Compact representation of clonal structure inferred with SCEVAN of multiregional scRNA-seq samples of patient GS1²² and a phylogenetic tree deduced from clonal structure of the samples. Source data are provided as a Source Data file.

Clonal structure of primary and metastatic lymph

SCEVAN (and similar approaches) can address important questions, such as identifying similarities and differences between primary tumors and metastases. For this purpose, we considered primary HNSCC tumors and corresponding lymph node metastases²¹. Of the four considered cases, just one specific sample, the patient (HNSCC5), presented a different clonal structure between primary tumor and lymph node metastasis, particularly, the absence of amplification of chromosome 7 (p22.3–p13) in the lymph node metastasis, as shown in Fig. 7. Interestingly, this is the locus of Glycoprotein non-metastatic b (GPNMB) which is downregulated in lymph node metastasis (Supplementary Fig. 9). Furthermore, GPNMB increases tumor growth and metastasis in multiple contexts³¹. For the remaining patients (HNSCC20, HNSCC25, HNSCC26, HNSCC28) the clonal structure of the lymph node metastasis appeared to be the same as in the primary tumor. Therefore, we obtained a high correlation (Pearson correlation between 0.79 and 0.89) comparing the clonal profiles of the primary tumor and lymph node metastasis pairs. These data show that SCEVAN can be used to study the clonal evolution of metastatic cancer.

Fig. 7: Clonal copy number comparison of matched primary and metastatic tumor.

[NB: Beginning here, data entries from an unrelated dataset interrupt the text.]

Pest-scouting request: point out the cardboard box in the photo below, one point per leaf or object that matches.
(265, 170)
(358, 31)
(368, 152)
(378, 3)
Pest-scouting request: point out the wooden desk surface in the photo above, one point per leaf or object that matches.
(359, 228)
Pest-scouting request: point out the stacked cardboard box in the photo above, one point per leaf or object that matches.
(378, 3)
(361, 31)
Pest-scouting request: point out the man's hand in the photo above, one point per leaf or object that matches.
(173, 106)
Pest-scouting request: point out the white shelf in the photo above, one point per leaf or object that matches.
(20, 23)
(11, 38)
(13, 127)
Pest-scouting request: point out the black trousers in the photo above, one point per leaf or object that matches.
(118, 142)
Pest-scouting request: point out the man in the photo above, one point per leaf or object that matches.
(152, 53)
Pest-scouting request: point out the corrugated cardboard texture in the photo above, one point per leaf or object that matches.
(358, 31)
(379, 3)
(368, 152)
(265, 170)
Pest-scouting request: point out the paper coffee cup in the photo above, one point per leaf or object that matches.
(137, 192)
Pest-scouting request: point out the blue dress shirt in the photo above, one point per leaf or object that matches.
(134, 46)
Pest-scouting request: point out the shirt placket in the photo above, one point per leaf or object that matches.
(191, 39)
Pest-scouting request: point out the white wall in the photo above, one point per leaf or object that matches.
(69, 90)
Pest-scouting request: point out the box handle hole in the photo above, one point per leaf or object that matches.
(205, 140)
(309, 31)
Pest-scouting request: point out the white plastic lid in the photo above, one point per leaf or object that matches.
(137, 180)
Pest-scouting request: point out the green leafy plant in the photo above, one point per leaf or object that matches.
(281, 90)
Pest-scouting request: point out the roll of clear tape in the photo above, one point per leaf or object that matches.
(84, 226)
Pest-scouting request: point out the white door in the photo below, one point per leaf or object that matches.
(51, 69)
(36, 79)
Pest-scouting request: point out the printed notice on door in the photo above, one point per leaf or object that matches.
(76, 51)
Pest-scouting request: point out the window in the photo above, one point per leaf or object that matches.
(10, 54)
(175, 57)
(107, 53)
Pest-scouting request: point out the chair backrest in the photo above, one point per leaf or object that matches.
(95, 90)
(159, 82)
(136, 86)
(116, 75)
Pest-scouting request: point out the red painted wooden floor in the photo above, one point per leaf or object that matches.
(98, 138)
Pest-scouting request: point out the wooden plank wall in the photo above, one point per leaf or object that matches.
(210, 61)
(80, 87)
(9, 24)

Copy number profile of primary (P) and metastatic lymph nodes (L) from samples of Head and Neck cancer dataset (HNSCC5, HNSCC25,HNSCC26, HNSCC28)²¹. Source data are provided as a Source Data file.

Discussion

We described a variational segmentation approach to identify genomic copy number profiles from scRNA-seq data. The adopted joint segmentation algorithm is based on the notion that the cells in a given copy number clone share the same breakpoints. Thus, the expression profile of every individual cell, seen as a function of the genomic coordinates, contributes to the evidence of copy number alteration in each subclone. SCEVAN uses a set of stromal and immune signatures and the fact that malignant cells often harbor aneuploid copy number events to discriminate between transformed cells and microenvironment cells automatically. We used an extensive collection of annotated datasets of different tumor types confirming that SCEVAN is more accurate and faster than state-of-the-art methods. Our evaluation has shown that this approach is viable in cases with high purity and subjects with a significant amount of immune infiltration. Therefore, SCEVAN is particularly suited in studies where unsorted populations of single cells need to be analyzed to characterize, for example, the interaction between malignant cells and their microenvironment⁶.

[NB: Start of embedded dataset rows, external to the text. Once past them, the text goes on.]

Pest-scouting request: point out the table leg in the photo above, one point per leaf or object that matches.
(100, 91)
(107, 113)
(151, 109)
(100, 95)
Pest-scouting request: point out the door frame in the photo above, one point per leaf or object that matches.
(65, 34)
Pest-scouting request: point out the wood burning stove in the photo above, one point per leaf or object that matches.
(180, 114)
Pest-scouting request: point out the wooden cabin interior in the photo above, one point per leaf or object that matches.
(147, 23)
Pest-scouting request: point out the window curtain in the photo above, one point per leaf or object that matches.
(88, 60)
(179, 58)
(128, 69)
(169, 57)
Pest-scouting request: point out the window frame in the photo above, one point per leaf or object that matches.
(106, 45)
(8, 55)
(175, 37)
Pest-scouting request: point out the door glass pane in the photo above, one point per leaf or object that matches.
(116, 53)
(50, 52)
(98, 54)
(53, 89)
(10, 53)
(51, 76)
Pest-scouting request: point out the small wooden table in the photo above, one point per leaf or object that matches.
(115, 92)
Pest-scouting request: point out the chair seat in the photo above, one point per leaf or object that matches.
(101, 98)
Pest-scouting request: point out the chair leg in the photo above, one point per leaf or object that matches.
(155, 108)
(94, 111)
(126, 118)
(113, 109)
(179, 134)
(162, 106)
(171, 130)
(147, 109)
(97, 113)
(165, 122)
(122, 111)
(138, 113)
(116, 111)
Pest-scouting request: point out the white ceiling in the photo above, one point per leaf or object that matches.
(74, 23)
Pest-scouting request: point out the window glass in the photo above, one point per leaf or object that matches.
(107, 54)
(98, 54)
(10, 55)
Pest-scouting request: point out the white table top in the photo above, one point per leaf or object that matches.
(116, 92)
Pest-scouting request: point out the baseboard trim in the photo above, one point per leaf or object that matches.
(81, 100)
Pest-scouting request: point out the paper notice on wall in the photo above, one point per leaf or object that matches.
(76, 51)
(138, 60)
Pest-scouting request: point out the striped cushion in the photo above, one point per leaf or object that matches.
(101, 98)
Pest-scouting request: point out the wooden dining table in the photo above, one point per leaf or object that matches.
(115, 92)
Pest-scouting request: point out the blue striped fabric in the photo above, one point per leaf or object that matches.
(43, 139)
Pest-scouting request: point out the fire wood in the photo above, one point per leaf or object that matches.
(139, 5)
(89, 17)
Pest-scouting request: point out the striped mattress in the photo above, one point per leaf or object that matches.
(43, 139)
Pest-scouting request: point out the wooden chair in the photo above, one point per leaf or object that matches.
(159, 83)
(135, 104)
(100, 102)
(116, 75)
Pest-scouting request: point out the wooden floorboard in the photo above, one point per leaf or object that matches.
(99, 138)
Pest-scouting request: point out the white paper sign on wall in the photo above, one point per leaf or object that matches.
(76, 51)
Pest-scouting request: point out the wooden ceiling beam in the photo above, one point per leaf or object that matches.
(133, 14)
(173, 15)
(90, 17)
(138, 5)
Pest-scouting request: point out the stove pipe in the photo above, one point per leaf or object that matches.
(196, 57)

The primary use of SCEVAN consists of delineating the clonal substructure in solid tumors based on differences in CNAs and studying the temporal and geographic evolution of tumors. In addition, we used SCEVAN to deconvolve the clonal structure of glioma tumors. For example, in one patient, we found the presence of cell populations with differential activation of glioma cellular states, confirming that the clonal architectures drive the heterogeneity of glioma subtypes⁵. Functional analysis of subclones revealed drivers of cellular states, such as the Proliferative/Progenitor (PPR) glioma subtype. We identified UBE2T as the top amplified and differential expressed gene in the PPR clone. Interestingly, UBE2T can be pharmacologically inhibited³², and therefore it results as a potential therapeutic target for PPR cells. Moreover, we have shown that with SCEVAN, we can characterize the clonal status of onco-suppressor genes such as PTEN and CDKN2A. Such characterization may be of interest for diagnostics or therapeutic targeting and for the exploitation of approaches based on synthetic lethality³³. Clonal deconvolution extracted from scRNA-seq can also be used to study regional and temporal tumor evolution, as we have shown in the case of a multiregional GBM dataset, and for the characterization of the difference between primary and metastases.

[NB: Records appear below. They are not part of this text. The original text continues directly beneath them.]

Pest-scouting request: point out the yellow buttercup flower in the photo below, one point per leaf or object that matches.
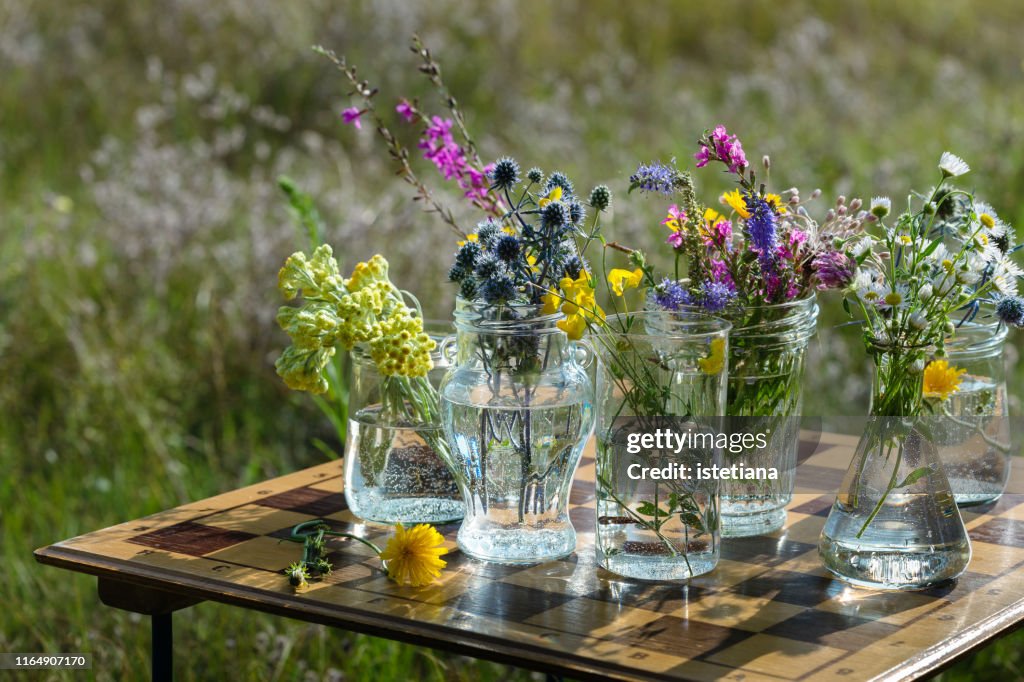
(554, 196)
(736, 202)
(776, 202)
(715, 361)
(941, 380)
(414, 556)
(622, 280)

SCEVAN has been evaluated here with different single-cell technology and recently used in a large study integrating millions of single cells from 538 samples and 309 patients across 29 datasets using the most commonly applied platforms such as 10x Chromium, Smart-seq2, GEXSCOPE, inDrop and Drop-Seq³⁴.

Some limitations of our SCEVAN rely mainly on its basic assumption that their aneuploidy can identify cancer cells. However, there are cases such as liquid cancers (e.g., leukemia), pediatric cancers, Ependymomas, and others are known to harbor a minimal number of genomic alterations. Thus, our approach (and similar) may not be suited in this case.

Methods

Preprocessing of scRNA-seq data

The preprocessing phase is aimed at filtering out low-quality and irrelevant cells. Specifically, the cells with less than 200 detected genes and the genes expressed in less than 1% of cells are removed. The remaining genes are annotated by adding their genomic locations to the matrix using an Ensembl-based annotation package³⁵ and then genes are sorted according to genomic coordinates. After annotation, the genes involved in the cell cycle pathway, obtained from REACTOME³⁶, are filtered to reduce artificial segments caused by the cell cycle¹¹.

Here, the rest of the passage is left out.